Fällt Syrien, rückt der Iran unwiderruflich ins Visier westlichen Hegemonialstrebens. Und sollte der Iran fallen, steht im Keil zwischen Rußland und China kein funktionsfähiges und potentiell eigenständiges Staatswesen mehr zwischen den NATO-Mächten und deren letztendlichen Angriffszielen. Aus Perspektive Moskaus stellt sich längst die strategische Frage, mit welchen Mitteln und zu welchem Zeitpunkt diesem unablässig wachsenden Druck Einhalt geboten werden könnte. So wäre Syrien ohne den Rückhalt Rußlands und Chinas längst wie der Irak oder Libyen von einem Angriffskrieg verwüstet, zersplittert und über den nicht zuletzt aufgrund äußerer Interessen entbrannten Bürgerkrieg hinaus in einen Zustand weitreichender Verelendung und fortdauernder Fraktionskriege ohne absehbares Ende gestürzt worden.

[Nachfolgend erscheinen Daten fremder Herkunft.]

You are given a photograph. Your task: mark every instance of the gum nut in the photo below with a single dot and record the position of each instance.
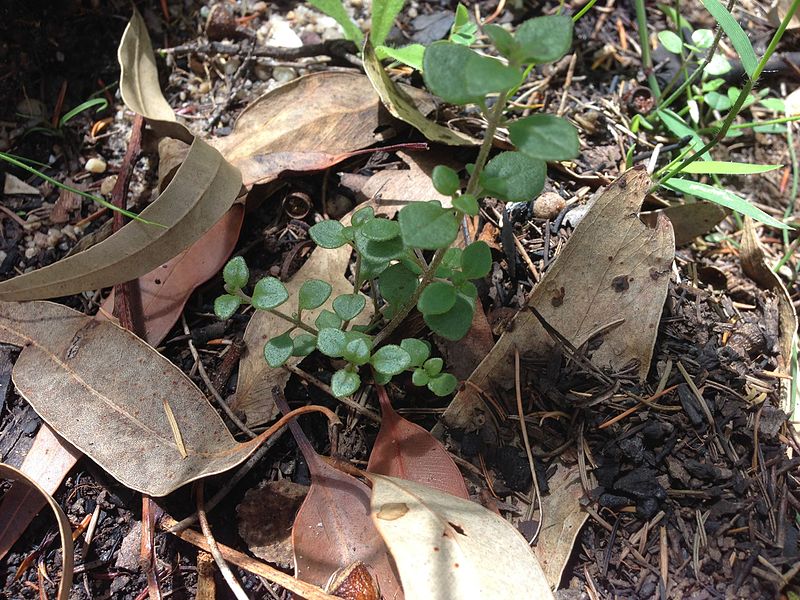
(548, 205)
(95, 165)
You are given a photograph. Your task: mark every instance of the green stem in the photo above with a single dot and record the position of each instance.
(739, 100)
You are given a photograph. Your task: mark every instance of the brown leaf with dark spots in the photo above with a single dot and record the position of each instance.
(333, 528)
(404, 449)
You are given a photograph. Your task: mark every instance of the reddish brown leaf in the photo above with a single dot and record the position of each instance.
(333, 528)
(407, 451)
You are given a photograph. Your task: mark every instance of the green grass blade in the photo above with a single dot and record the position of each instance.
(723, 198)
(101, 201)
(735, 34)
(721, 167)
(101, 103)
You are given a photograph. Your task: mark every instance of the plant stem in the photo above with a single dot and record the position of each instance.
(493, 120)
(737, 106)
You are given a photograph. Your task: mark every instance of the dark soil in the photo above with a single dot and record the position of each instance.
(690, 495)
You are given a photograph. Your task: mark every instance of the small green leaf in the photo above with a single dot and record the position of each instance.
(419, 377)
(502, 39)
(461, 76)
(545, 136)
(226, 305)
(345, 383)
(544, 39)
(349, 306)
(362, 216)
(335, 9)
(331, 342)
(721, 167)
(437, 298)
(278, 350)
(433, 366)
(390, 360)
(236, 274)
(380, 229)
(671, 42)
(397, 284)
(417, 350)
(443, 385)
(445, 180)
(428, 226)
(466, 203)
(454, 324)
(356, 351)
(476, 260)
(703, 38)
(327, 319)
(514, 177)
(724, 198)
(304, 344)
(383, 15)
(269, 293)
(328, 234)
(313, 294)
(410, 55)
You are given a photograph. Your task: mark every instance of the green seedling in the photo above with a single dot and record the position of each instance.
(410, 263)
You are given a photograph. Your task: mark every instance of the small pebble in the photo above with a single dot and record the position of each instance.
(95, 165)
(548, 205)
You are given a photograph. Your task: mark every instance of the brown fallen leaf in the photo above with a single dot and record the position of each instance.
(611, 279)
(404, 449)
(447, 547)
(755, 267)
(332, 529)
(563, 518)
(265, 517)
(401, 105)
(166, 289)
(308, 124)
(64, 528)
(120, 383)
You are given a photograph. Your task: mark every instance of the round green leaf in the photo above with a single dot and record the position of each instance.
(670, 41)
(361, 216)
(466, 203)
(331, 342)
(397, 284)
(443, 385)
(328, 234)
(545, 136)
(460, 76)
(345, 383)
(390, 360)
(304, 344)
(476, 260)
(313, 294)
(226, 305)
(327, 319)
(437, 298)
(502, 39)
(380, 229)
(269, 293)
(349, 306)
(433, 366)
(419, 377)
(417, 350)
(356, 351)
(278, 350)
(543, 39)
(428, 226)
(514, 177)
(445, 180)
(454, 324)
(236, 274)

Ihrer eigenen Expansionslogik der kreativen Zerstörung folgend, haben die Vereinigten Staaten und ihre Verbündeten keinen Entwurf, was auf ihren Angriffskrieg folgen soll. Wie sich ihre Kriegsvorwände ein ums andere Mal als Propagandakonstrukte erweisen, sind auch die vorgehaltenen Ziele ihrer Militärschläge Fiktion. Es genügt vollauf, Afghanistan, den Irak oder Libyen in ihrem heutigen Zustand zu sehen, um sich entschieden dagegen zu wenden, daß in Syrien dasselbe mit noch verheerenden Folgen für den gesamten Nahen und Mittleren Osten geschieht.